Fortunately, it didn’t matter. We just took our seats and enjoyed ourselves immensely through the dinner and musical program. There were two opera singers—Sándor László and Huba Marcsi—singing old Hungarian folk songs to be piano accompaniment. This was followed by a singalong led by Dr. Tai Chen of other old folk songs based on music passed out to everyone. (My Hungarian, being sub par, made it difficult for me to participate.)

There was also a number of rousing folk dances by the Kárpátok Hungarian Dance Ensemble, whose flawless execution of a series of stunning and complicated maneuvers is always a crowd pleaser. I see tthem at least twice a year and find their work to be exhilarating.

It was such a good weekend that I feel like manhandling a bunch of horses like the csikos in the above photo, which comes from Flickriver.

 

 

At Kuruvungna Springs

The Oasis at Kuruvungna Springs

Today was the “Life Before Columbus” Festival of the Gabrielino-Tongva Indian Tribe. (Appropriate, as tomorrow is Columbus Day, one of America’s more uncelebrated holidays—except by banks and the Civil Service).

About half a mile from our apartment is a site sacred to the Gabrielinos, who once occupied Southern California between Catalina Island and Cajon Pass, between Santa Barbara and Orange County. I am speaking of what is variously called Kuruvungna Springs, Tongva Sacred Springs, and Serra Springs. It is tucked into the Southeast corner of the University High School campus in West Los Angeles.

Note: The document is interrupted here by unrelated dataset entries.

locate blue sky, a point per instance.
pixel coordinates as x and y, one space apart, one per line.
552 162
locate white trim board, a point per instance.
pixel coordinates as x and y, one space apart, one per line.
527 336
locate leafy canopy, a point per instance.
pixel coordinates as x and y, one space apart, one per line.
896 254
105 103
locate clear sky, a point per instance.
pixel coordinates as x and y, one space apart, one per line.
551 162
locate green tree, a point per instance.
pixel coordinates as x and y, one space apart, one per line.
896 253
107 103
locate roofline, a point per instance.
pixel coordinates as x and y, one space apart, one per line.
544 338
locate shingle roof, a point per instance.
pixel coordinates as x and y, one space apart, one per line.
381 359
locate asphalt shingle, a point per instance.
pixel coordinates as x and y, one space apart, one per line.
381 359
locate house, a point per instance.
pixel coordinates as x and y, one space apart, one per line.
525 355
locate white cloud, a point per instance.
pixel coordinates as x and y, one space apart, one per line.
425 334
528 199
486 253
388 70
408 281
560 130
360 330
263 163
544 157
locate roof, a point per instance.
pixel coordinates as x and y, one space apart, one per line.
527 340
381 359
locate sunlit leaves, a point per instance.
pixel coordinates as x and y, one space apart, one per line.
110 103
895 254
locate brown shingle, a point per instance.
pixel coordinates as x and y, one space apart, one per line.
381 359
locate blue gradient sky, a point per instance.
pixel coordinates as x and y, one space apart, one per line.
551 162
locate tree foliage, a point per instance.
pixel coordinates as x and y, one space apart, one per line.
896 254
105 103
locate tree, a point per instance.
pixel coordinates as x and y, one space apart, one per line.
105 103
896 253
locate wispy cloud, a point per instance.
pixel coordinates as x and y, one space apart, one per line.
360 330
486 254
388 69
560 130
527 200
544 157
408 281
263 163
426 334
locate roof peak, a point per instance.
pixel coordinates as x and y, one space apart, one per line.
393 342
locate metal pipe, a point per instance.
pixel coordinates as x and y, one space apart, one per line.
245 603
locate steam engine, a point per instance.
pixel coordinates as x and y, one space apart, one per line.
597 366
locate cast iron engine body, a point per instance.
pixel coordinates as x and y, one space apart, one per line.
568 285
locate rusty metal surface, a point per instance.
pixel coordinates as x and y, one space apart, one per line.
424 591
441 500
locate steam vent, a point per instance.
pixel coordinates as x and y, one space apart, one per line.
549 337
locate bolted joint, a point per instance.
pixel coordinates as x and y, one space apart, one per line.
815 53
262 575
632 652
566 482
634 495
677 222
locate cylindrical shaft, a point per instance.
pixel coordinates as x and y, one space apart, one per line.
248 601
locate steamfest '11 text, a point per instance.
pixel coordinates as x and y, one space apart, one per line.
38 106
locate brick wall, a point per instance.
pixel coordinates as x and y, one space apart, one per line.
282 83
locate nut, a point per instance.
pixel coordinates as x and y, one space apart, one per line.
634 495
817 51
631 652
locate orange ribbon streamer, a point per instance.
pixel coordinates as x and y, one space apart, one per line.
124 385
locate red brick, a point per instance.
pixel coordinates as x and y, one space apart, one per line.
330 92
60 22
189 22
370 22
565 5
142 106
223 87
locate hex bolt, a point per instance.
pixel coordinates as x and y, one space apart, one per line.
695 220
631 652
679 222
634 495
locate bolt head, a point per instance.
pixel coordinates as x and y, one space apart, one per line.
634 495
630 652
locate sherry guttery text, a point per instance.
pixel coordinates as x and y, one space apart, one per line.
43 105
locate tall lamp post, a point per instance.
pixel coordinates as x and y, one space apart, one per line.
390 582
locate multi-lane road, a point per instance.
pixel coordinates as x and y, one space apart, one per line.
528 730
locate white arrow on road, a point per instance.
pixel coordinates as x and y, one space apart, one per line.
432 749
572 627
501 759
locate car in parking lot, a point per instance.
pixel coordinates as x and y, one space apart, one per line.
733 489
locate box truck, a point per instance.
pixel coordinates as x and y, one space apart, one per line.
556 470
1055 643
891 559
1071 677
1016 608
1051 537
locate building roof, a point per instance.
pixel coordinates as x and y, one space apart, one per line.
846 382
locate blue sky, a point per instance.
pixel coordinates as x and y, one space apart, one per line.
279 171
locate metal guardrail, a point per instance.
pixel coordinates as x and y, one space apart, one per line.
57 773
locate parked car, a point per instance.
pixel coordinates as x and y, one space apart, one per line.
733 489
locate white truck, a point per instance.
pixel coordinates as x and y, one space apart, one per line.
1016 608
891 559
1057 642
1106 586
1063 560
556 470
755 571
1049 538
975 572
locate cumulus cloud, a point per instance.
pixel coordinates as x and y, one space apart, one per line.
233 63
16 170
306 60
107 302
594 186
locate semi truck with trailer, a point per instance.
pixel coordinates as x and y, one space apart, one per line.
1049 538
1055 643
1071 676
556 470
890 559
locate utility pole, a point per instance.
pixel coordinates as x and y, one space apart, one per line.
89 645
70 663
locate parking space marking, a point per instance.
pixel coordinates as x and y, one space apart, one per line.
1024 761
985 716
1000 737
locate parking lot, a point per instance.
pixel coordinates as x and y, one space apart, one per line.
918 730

The Gabrielinos are not one of the better-known Indian tribes, but as Professor Paul Apodaca of Chapman University remarked at the festival, there are two hundred separate Indian tribes in the State of California, and something like a hundred Indian reservations. The tribes belong to some eight language families. My guess is that the Gabrielinos, like other smallish tribes, have not been able to gather the political support to have their own reservation or casino. And, in fact, many political entities do not recognize them. I can understand their budgetary collywobbles to some extent, but I recognize them, as does the City of Los Angeles. (The little Tongva cultural center at Kuruvungna Springs has a series of official scrolls attesting to their status by various governmental entities.)

That does not hide the fact that, when Richard Henry Dana in Two Years Before the Mast landed in L.A. in the mid-1830s, it was the Gabrielinos he encountered. They were named by their affiliation with Mission San Gabriel, which they helped to build. They were one of the few maritime bands in California, rowing in their plank canoes to Santa Catalina and the Channel Islands off Santa Barbara.

The little oasis around the springs (which form part of the water supply of the City of Santa Monica) is a serene and peaceful place in the great wen that is Los Angeles—which, by the way, is called Yangna in the Gabrielino tongue.